In a juvenile delinquency proceeding pursuant to Family Court Act article 3, the appeal is from an order of the Family Court, Kings County (Pearce, J.), dated February 14, 2002, which dismissed the petition.
Ordered that the order is reversed, on the facts and as a matter of discretion, without costs or disbursements, the petition is reinstated, and the matter is remitted to the Family Court, Kings County, for further proceedings in accordance herewith.
The respondent and another were charged with acts which, if committed by an adult, would constitute the crimes of attempted assault in the second degree, assault in the third degree, attempted assault in the third degree, and criminal possession of a weapon in the fourth degree. The respondent initially appeared in Family Court on August 13, 2001, at which time a fact-finding hearing was scheduled for September 21, 2001. On that adjourned date, both juveniles waived their speedy trial rights and were granted an adjournment to November 5, 2001. On that date, the presentment agency and its two witnesses were ready to proceed. The respondent requested an adjournment to negotiate a disposition, and again waived her speedy trial rights. The matter was adjourned to December 5, 2001. Both witnesses in support of the petition were in attendance on that date. The respondent changed attorneys, and the case was again adjourned, at her request and upon her waiver of her speedy trial rights, to January 14, 2002. The respondent asked yet again for an adjournment to obtain the school records of the complainant. The Family Court granted the request and adjourned the hearing to February 14, 2002, marking it final against the respondent. At the same time the Family Court directed the presentment agency to be ready on penalty of dismissal.

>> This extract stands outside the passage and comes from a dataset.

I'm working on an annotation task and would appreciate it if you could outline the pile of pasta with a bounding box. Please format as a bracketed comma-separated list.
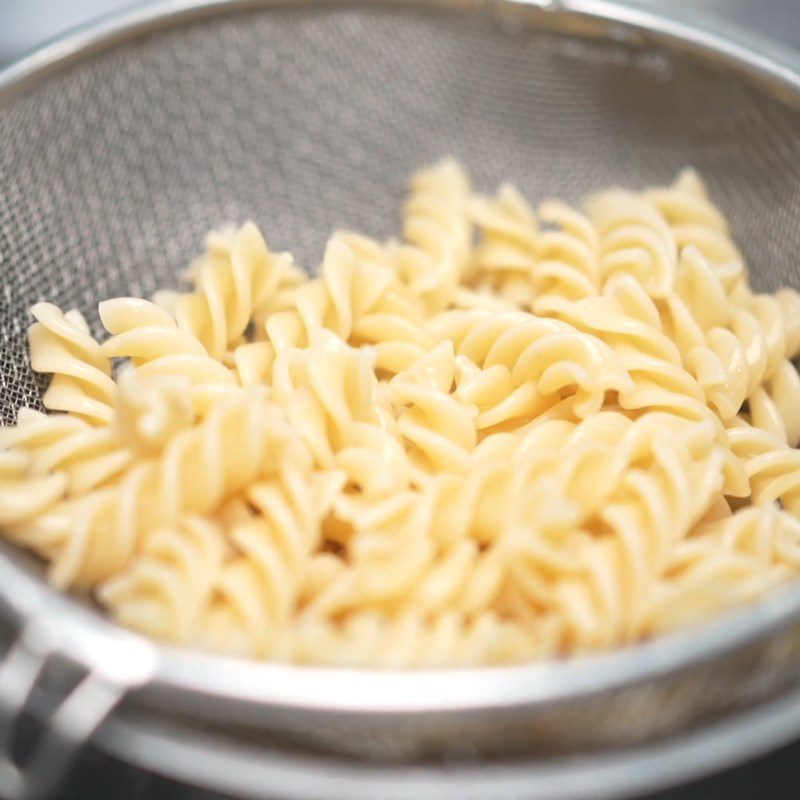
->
[3, 160, 800, 667]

On February 14, 2002, the presentment agency asked for an adjournment because the school authorities, to which a subpoena had been faxed, would not release the complainant to come to court unaccompanied by an adult. The complainant’s legal guardian, her grandmother, was unavailable because she *458was responding to a jury summons. The complainant’s aunt, the second witness on which the presentment agency was relying, was unable to obtain leave from her responsibilities as a nurse. The grandmother had made no other arrangements to bring the complainant to court because she assumed the case would be adjourned yet again. The Family Court denied the presentment agency’s request for an adjournment, finding no special circumstances, and dismissed the petition.. We disagree.
The requested adjournment, albeit this time by the presentment agency, was nonetheless a successive adjournment requiring a demonstration of special circumstances (see Family Ct Act § 340.1 [6]; Matter of Nakia L., 81 NY2d 898, 901; Matter of Randy K., 77 NY2d 398, 402). Special circumstances consist of those for which the presentment agency could not have anticipated or planned (see Matter of David W., 241 AD2d 388, 391; Matter of Anthony H., 219 AD2d 436, 443), and they must be evaluated sensibly and reasonably (see Matter of Jamar A., 86 NY2d 387, 391-392).
Under the circumstances of this case, we find that the complainant, her grandmother, her aunt, and the presentment agency had no intent to abandon the prosecution of this proceeding. The prior history of adjournments at the request of the respondent, including two dates at which the witnesses were present in court and ready to proceed, gave the grandmother reason to assume that the matter would be adjourned again, and it was reasonable for the grandmother to send the complainant to school on February 14, 2002. The presentment agency acted with due diligence in trying to secure the attendance of its witnesses on that date. The excuses advanced for an adjournment were reasonable and unavoidable. Accordingly, special circumstances existed warranting the adjournment (see Matter of Shameeka W., 300 AD2d 594; Matter of Irene B., 244 AD2d 226; Matter of Carlos T., 187 AD2d 38, 42). Santucci, J.P., Krausman, Adams and Crane, JJ., concur.